Dear Benny: My parents (now in their 80s) own a four-plex with my brother and his wife as joint tenants with right of survivorship.
They agreed to a 50/50 partnership at the beginning. Both couples agree that if they died their respective 50 percent share would go to their respective estate and not to the remaining partners.
Question 1: Shouldn’t they have the title redrawn as tenants in common to do what they initially intended?
Question 2: If my brother and his wife refuse to go along with changing the title to the property to tenants in common, which they may not want to do, can my parents proceed to change it without their partners’ consent?
My brother and his wife have made it very clear that they want their 50 percent share to go to their kids in the case of their death, but they may be banking on acquiring 100 percent of property upon my parents’ death (because of their advanced age) if the title stays the way it is. –Meg
Dear Meg: The four-plex, in my opinion, is titled in a very confusing way.
When property is held as joint tenants — or, preferably, joint tenants with rights of survivorship — on the death of one joint tenant the property automatically is vested in the name of the survivor.
We lawyers call this “title by operation of law.” So if X and Y own title as joint tenants, when X dies Y becomes the sole owner. No probate is required.
In your parents’ situation, what happens if your dad dies? Presumably, the remaining three owners remain in title, again as joint tenants.
But if the intention of the parties was their respective heirs are to inherit the property on their death, that will not happen the way the title is currently held.
The best way to accomplish that is as follows: Mom and dad as joint tenants with rights of survivorship as to their interest and as tenants in common with brother and wife, who hold title as joint tenants with rights of survivorship as to their interest.
Your parents should discuss this with their son. You should stay out of this issue, other than to show them my answer in this column. But if your brother is unwilling to cooperate, it is possible for your parents — without their son’s permission — to break the joint tenancy arrangement and change it to a tenant-in-common title.
I have done this several times for clients, under similar situations. A joint tenancy can be unilaterally broken. However, your parents should consult their own attorney to assist them in the proper procedure and drafting of the new title arrangement.
Dear Benny: In a recent column, you indicated that a giftor’s lifetime tax exemption is $1 million.
However, after searching this out, I believe that for 2011 the lifetime gift tax exemption is $5 million, which is the same as the federal estate tax exemption. Am I wrong? –Frank
Dear Frank: You are correct.
For years 2011 and 2012, the lifetime gift tax exemption is $5 million. This is the same amount as the federal estate tax exemption.

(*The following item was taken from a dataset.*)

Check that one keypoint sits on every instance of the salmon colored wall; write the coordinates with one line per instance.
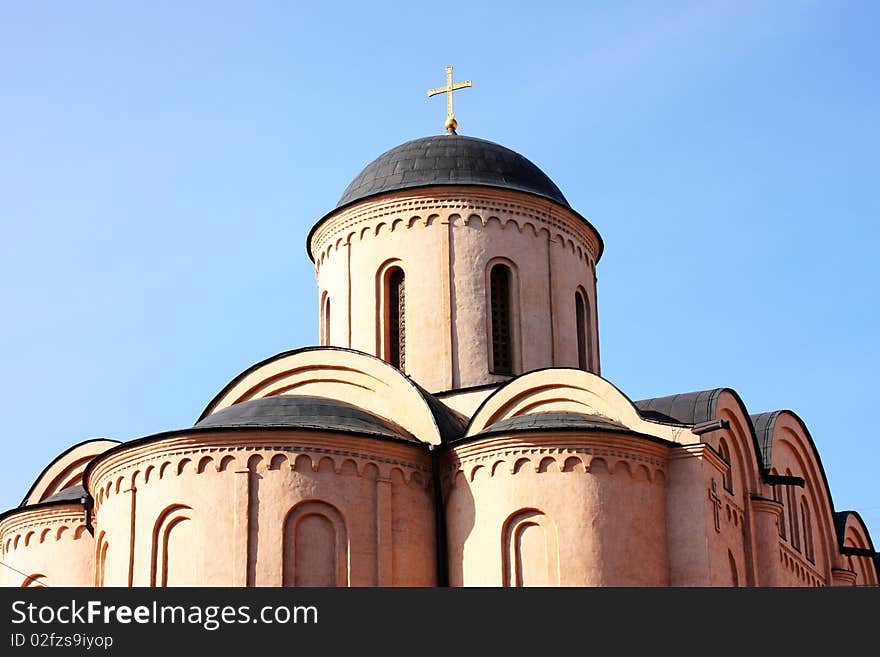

What this means is that in your lifetime, you can give up to that amount. However, there is a catch: This amount will then be subtracted from your estate tax exemption.
That does not mean, however, that you should give all that money to your children tomorrow. In addition to the lifetime exemption, you are still entitled to the annual gift tax exclusion, which for 2011 is $13,000.
That means that you can give up to that amount to anyone and everyone, and neither you nor the recipients will have to file any tax returns on that, nor will they have to pay any tax. And the $13,000 annual exclusion does not reduce your lifetime $5 million gift and estate tax exemption.
This is beneficial for parents who want to help their married children buy a house. For example, if you have a married son and a married daughter, you can give each one of them $13,000 (or $26,000 per couple). You can also give the same amount to all of your grandchildren.
It should be noted that although the $5 million gift and estate tax exemption passed by Congress is the law until 2012, there is a good chance that the exemption will continue in at least that amount in later years.